Ses 33 ans d’isolement total en « supermax », le quartier de très haute sécurité, où sont enfermés les espions les plus dangereux l’ont privé de l’air de la liberté. D’un pas lent et très hésitant, il s’approche de la voiture de police qui l’attend. Il porte son teeshirt « Mexico 86 » avec le logo de la coupe du monde de football et un jeans très usé, habits qu’il portait lors de son arrestation. Le policier qui va l’emmener en ville lui fait signe d’approcher. Vincent est tétanisé, il a tellement peur de l’inconnu qu’il transpire abondamment. Il prend néanmoins place sur la banquette arrière. Sirène hurlante, la voiture de police démarre dans un nuage de poussière, lorsque soudain la voix du GPS dicte la route au chauffeur. Vincent sursaute ! Il se penche, se retourne, s’agite pour essayer de trouver où est cachée la dame qui parle… comment fait-elle pour savoir où ils sont et où ils veulent aller ? Il ne peut pas comprendre et n’essaye même pas de demander au chauffeur car il sait très bien qu’il ne lui répondra pas. Cette première expérience de liberté retrouvée ne le rassure pas.

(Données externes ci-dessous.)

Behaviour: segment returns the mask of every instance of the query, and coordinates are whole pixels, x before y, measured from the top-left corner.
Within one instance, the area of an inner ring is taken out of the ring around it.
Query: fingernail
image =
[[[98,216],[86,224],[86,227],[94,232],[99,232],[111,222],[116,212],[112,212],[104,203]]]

Arrivé au point de rendez-vous, devant l’aéroport JFK, le consul de France, Arnaud de la Verpillière, lève le bras pour signaler sa présence à la voiture de police. La voiture s’arrête. Le policier descend, ouvre la porte de Vincent, le fait sortir vigoureusement, jette son sac par terre et repart dans un crissement de pneu. Comme s’il était satisfait de ne plus le voir. Le consul remet à Vincent son passeport fraichement refait, avec comme photo, son portrait d’il y a une trentaine d’année, avec les cheveux sur les épaules et une barbe d’une semaine, un billet de 100 dollars et un billet d’avion pour rentrer à Paris. Il lui souhaite bonne chance et lui fait promettre de ne plus jamais revenir à New-York. Vincent s’éloigne sans un regard, ni un merci et s’engouffre dans le terminal.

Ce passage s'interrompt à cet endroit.